Making sure it's 'service as usual'

Delivering Rapid Restoration Capacity for the AT&T Network.

Black iPhone with a finger touching an icon on the screen.

The Problem

AT&T is a global telecommunications company providing a variety of services from long-distance-voice to data, video, wireless, satellite, and Internet services. AT&T faced a problem of preventing failures in the carrier's network and preparing a rapid response should failures occur. For AT&T to re-route traffic quickly in the event of a network failure, the network had to contain sufficient restoration capacity to carry the displaced demand. The problem was critical because failures of service directly affect the company's core service and erode customer loyalty. Solving it demanded operational research expertise because the problem was system-wide and OR had the strong capability to consider the numerous parameters involved.

The OR Solution

An AT&T team of OR experts, network planners, and managers developed a method for determining the appropriate amount and location of restoration capacity required to restore the demand during any single link failure.
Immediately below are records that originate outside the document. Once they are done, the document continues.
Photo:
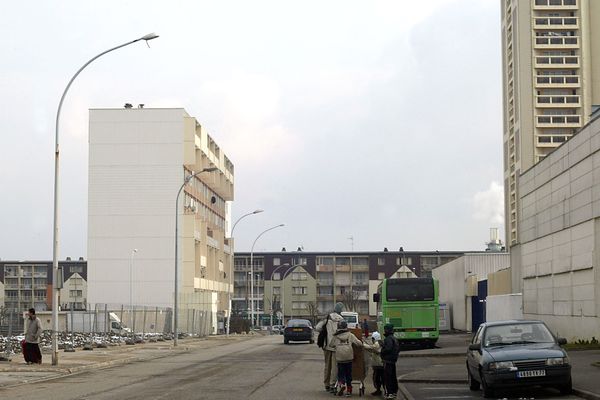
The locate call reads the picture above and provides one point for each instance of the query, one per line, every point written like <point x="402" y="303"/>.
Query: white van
<point x="352" y="318"/>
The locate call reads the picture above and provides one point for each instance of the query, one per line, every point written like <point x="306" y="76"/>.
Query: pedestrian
<point x="365" y="326"/>
<point x="33" y="331"/>
<point x="326" y="329"/>
<point x="373" y="346"/>
<point x="389" y="356"/>
<point x="344" y="354"/>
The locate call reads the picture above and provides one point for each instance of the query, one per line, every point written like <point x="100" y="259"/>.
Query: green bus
<point x="412" y="306"/>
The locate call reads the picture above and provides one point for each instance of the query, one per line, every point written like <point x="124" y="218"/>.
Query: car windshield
<point x="297" y="323"/>
<point x="500" y="335"/>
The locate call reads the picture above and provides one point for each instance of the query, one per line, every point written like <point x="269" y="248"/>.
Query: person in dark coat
<point x="31" y="347"/>
<point x="389" y="356"/>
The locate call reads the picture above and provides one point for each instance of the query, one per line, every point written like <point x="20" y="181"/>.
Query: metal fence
<point x="105" y="323"/>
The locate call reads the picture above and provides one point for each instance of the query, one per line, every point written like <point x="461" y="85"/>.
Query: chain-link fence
<point x="106" y="324"/>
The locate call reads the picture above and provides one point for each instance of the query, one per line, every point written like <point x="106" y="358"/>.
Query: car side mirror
<point x="475" y="346"/>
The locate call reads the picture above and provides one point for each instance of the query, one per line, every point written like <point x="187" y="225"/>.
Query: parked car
<point x="298" y="330"/>
<point x="506" y="354"/>
<point x="352" y="318"/>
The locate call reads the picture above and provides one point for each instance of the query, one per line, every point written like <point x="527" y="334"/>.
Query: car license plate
<point x="531" y="374"/>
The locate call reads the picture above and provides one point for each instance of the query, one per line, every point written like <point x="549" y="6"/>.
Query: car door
<point x="474" y="356"/>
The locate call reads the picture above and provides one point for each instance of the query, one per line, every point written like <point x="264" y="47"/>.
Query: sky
<point x="379" y="121"/>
The approach centered on minimising the cost of the restoration network and generating new restoration paths.

The Value

In about 10 months, the team converted the methodology into a tool that optimises the allocation of restoration capacity. This tool was then extended to plan for the recovery of a switching-centre disaster and to re-optimise the entire restoration network. The project has contributed to AT&T's achieving high-quality service while saving valuable resources, resulting in hundreds of millions of dollars in cost savings and increased revenues.